Market researchers define a bear market as when prices fall 20% from a recent high. Stock indexes such as the S&P 500 or the Dow Jones Industrial Average (DJIA) can fall into bear-market territory and individual stocks can also slip into bearish behavior.
These are common traits of bear markets, in many ways the opposite of a bull market:
- Investors are pessimistic, or bearish, on stock prices.
- Stock prices ignore positive news about the economy or a certain stock.
- The sell-off is broad-based and most stocks fall, even if a company is doing well.
- Interest rates may be rising.
- Corporate earnings are contracting.
- The broader economy is weak or struggling.
Sometimes prices will rise for a while during a bear market. This is often called a relief rally or a “dead-cat bounce.” But these upswings generally don’t last, and the downward trend resumes.

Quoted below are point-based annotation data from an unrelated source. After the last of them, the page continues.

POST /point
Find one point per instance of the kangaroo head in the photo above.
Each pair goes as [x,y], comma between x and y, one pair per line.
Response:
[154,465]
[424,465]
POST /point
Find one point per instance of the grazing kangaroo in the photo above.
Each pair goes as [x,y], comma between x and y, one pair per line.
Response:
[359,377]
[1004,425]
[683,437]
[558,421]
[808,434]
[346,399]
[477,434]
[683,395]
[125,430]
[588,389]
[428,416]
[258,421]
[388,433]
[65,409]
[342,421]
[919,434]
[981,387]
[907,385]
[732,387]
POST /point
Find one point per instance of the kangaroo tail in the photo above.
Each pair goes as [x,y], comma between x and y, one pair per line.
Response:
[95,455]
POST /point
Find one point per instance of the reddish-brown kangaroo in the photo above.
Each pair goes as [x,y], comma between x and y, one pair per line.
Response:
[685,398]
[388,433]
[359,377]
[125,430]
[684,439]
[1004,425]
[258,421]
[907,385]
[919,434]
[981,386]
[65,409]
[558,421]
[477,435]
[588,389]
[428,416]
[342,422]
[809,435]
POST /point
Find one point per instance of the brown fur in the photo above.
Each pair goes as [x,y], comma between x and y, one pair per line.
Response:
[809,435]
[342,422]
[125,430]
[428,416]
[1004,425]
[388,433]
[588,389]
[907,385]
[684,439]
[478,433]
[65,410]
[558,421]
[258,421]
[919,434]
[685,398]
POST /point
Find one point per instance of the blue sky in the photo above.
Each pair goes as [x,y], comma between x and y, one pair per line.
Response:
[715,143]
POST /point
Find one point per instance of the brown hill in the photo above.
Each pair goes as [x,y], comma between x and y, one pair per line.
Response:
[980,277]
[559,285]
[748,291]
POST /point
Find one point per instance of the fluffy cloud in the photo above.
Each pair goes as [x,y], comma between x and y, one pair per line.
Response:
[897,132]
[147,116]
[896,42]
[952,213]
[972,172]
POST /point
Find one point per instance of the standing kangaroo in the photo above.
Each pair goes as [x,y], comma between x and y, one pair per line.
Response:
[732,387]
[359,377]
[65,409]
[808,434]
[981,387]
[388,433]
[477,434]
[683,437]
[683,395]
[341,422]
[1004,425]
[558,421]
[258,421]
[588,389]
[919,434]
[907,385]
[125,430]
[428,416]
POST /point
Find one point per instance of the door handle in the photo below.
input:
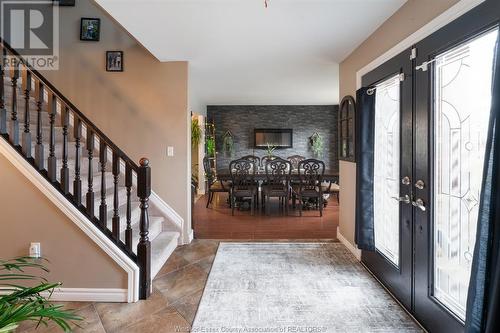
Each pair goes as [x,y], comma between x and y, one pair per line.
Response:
[419,203]
[420,184]
[405,199]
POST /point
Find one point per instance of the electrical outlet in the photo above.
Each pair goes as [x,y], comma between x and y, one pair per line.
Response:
[35,250]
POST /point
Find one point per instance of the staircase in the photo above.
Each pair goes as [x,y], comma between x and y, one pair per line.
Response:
[92,173]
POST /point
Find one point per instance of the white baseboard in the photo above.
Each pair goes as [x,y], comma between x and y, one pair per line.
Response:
[85,295]
[355,251]
[90,295]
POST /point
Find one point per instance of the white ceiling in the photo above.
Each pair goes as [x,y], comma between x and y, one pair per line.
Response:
[239,52]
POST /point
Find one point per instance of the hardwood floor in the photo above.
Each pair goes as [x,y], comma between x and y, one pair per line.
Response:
[216,222]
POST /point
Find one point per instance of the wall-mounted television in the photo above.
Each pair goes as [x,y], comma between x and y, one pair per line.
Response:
[279,138]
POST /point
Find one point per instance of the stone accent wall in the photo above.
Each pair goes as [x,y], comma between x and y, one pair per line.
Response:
[241,120]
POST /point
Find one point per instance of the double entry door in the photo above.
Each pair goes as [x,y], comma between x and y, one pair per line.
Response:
[432,107]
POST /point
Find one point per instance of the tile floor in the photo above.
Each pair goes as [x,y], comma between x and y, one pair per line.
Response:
[177,290]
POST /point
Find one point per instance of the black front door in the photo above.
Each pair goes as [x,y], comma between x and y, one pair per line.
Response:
[453,78]
[392,260]
[425,242]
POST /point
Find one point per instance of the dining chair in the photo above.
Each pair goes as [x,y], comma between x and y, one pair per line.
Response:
[243,182]
[295,159]
[278,174]
[253,158]
[214,185]
[310,172]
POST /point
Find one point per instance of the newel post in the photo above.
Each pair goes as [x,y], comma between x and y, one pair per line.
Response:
[144,246]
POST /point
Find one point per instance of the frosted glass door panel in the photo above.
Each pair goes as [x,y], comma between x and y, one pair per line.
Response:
[386,168]
[462,82]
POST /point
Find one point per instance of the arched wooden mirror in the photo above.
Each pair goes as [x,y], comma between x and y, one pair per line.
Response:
[347,115]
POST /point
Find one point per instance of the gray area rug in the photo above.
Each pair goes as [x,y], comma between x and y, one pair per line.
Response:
[295,287]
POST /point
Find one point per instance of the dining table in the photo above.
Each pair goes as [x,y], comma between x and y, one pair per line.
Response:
[331,176]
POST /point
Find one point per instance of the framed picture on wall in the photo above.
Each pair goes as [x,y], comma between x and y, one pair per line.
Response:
[114,61]
[90,29]
[347,116]
[65,3]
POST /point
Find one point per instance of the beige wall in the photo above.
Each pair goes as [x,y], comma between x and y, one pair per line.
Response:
[143,109]
[28,216]
[409,18]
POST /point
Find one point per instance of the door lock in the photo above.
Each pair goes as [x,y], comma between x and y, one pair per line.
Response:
[419,203]
[420,184]
[405,199]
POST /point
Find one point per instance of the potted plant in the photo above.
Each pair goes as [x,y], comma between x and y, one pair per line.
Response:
[29,303]
[316,141]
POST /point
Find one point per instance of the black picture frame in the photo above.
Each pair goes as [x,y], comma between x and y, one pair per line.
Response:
[347,129]
[64,3]
[117,66]
[90,33]
[281,131]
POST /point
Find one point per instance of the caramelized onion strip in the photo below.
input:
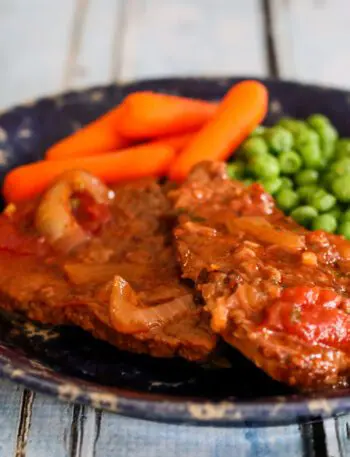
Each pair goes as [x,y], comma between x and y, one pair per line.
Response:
[262,230]
[54,217]
[127,316]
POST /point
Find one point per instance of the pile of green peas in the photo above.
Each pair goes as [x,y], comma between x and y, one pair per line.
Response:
[305,166]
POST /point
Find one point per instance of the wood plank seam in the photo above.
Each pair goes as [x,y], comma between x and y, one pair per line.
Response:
[24,423]
[98,421]
[272,62]
[78,22]
[118,41]
[77,431]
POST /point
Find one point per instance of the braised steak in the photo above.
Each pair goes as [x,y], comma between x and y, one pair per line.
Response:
[129,254]
[275,291]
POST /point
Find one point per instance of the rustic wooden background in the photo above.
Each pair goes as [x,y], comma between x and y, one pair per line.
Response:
[48,46]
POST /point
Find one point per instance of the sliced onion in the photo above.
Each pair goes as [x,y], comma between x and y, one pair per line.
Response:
[128,316]
[86,273]
[261,229]
[54,217]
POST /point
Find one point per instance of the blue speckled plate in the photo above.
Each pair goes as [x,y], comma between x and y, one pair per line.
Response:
[70,364]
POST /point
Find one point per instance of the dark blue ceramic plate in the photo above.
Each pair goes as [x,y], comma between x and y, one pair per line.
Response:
[70,364]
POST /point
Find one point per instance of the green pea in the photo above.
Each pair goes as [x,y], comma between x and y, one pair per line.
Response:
[325,222]
[306,192]
[265,166]
[345,217]
[317,121]
[295,126]
[322,201]
[290,162]
[328,137]
[287,199]
[341,166]
[327,179]
[311,155]
[341,188]
[235,170]
[254,147]
[306,177]
[335,212]
[304,215]
[342,148]
[306,137]
[271,185]
[258,131]
[344,229]
[286,183]
[279,139]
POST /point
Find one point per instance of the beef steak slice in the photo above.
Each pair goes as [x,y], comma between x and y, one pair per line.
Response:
[275,291]
[75,288]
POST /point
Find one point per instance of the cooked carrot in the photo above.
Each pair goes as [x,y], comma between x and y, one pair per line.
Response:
[97,137]
[178,142]
[146,160]
[149,115]
[240,111]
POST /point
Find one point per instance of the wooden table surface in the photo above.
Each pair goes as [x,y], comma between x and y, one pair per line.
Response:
[48,46]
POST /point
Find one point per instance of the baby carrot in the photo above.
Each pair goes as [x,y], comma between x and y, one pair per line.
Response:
[178,142]
[146,160]
[241,110]
[97,137]
[149,115]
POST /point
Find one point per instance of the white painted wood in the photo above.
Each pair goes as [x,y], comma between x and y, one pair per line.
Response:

As unnerving as bear markets can be, they do have positive aspects. Long-term investors can buy stocks more cheaply as prices fall and valuation metrics such as price-to-earnings ratios (P/E) contract. Bear markets often convince businesses to focus on running their operations efficiently and becoming better stewards of their capital to entice investors.
How long do bear markets last?
Sam Stovall, chief investment strategist at CFRA Research, noted there were 17 bear markets between 1929 and 2022, using the standard definition of a loss of 20%. He observed:
- Bear market length. Bear markets take on average about seven months to fall below the 20% marker and 16 months to track from top to bottom.
- Garden variety vs. “mega meltdown.” The biggest meltdown was the 1929 crash, which ushered in the Great Depression. The stock market lost 86.2% of its value between 1929 and 1933. But most bear markets are more “garden variety.” These milder bear markets averaged losses of 26% from peak to trough and took 14 months to recover. Six larger or “mega meltdown” bear markets had losses of more than 40%. Excluding the 1929 crash, mega meltdowns had an average peak-to-trough loss of nearly 57% and took an average of 60 months (five years) to recover.
- Return to value. On average, price-to-earnings ratios contract by nearly 38%.
Bear markets and recessions
The economy is often considered to be in a recession when GDP falls for two straight quarters, although other metrics also play a role. Since 1945, the National Bureau of Economic Research (NBER) identified 13 recessions, and there have been 13 bear markets, says Stovall.
Still, the SPX rose an average of 1% during recession periods since World War II. This could be because investors anticipate the start and end of recessions, causing the stock market to top out before the economy shrinks and to hit bottom before the recession ends. In other words, bear markets don’t perfectly correlate with recessions.
Bear markets associated with recessions since World War II saw the SPX lose between 7% and 57% of its value.
While the NBER recognizes recessions an average of eight months into the recession, the S&P 500 anticipated these recessions by an average of seven months, Stovall says. The shortest recession lasted three months and the longest 22 months.
Signs that the stock market might be in danger of going bear include:
- The start of a Federal Reserve cycle of raising interest rates.
- A flattening yield curve.
- Geopolitical tensions.
- Possible recession.
Stovall says since 1945, the combination of these four factors is what typically led to bear markets.
The bottom line
Markets experience extended cycles where prices are generally rising or falling. Savvy investors pay close attention to bull versus bear market cycles to avoid buying stocks when they’re overpriced or selling when they’re undervalued.
Bear markets, like bull markets, require investors to check their emotions. Things may feel very bad when your portfolio drops month after month, and it takes resilience and discipline to see that as a buying opportunity. But if your research shows that a stock or sector is getting punished despite positive fundamentals, it could be time to add to your stake.